Casey, 68, received a B.S. degree in chemistry at St. Louis University in 1963 and a Ph.D. in organic chemistry at Massachusetts Institute of Technology in 1967. The following year, he joined the faculty at UW Madison, where he is now the Homer B. Adkins Emeritus Professor of Chemistry.

He is a member of the American Academy of Arts & Sciences and the National Academy of Sciences and served as chair of NAS’s chemistry section. Among other national roles, Casey was cochair of the National Research Council’s Chemical Sciences Roundtable and is currently chair of the chemistry section of the American Association for the Advancement of Science. He also serves on the board of the nonprofit Council for Chemical Research.

Casey has been a member of the editorial board of several ACS journals, including the Journal of the American Chemical Society, Organometallics, and Organic Letters.
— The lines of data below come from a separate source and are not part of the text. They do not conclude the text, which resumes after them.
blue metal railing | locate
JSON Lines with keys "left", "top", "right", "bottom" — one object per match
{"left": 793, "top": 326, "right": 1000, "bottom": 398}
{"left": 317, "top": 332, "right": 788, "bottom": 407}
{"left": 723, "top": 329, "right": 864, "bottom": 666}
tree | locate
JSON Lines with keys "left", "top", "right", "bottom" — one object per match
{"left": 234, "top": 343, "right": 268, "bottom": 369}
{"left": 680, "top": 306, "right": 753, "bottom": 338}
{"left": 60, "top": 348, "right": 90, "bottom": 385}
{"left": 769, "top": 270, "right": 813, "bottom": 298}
His awards include the ACS Award in Organometallic Chemistry, the Arthur C. Cope Scholar Award, and the Alexander von Humboldt Senior Award.

Scientists of the quality of Casey “set the standards not just for their students and their competitors in research, but for all the areas in which they offer their services,” says Daryle H. Busch, a past-president of ACS and a chemistry professor at the University of Kansas. “Casey deserves recognition for raising the standards in organometallic chemistry research, in the education of graduate students in organometallic chemistry, in the service of the many organizations that serve inorganic and especially organometallic chemistry, and in the conduct of the leadership of the American Chemical Society itself.”

Casey will deliver the award address before the Division of Inorganic Chemistry.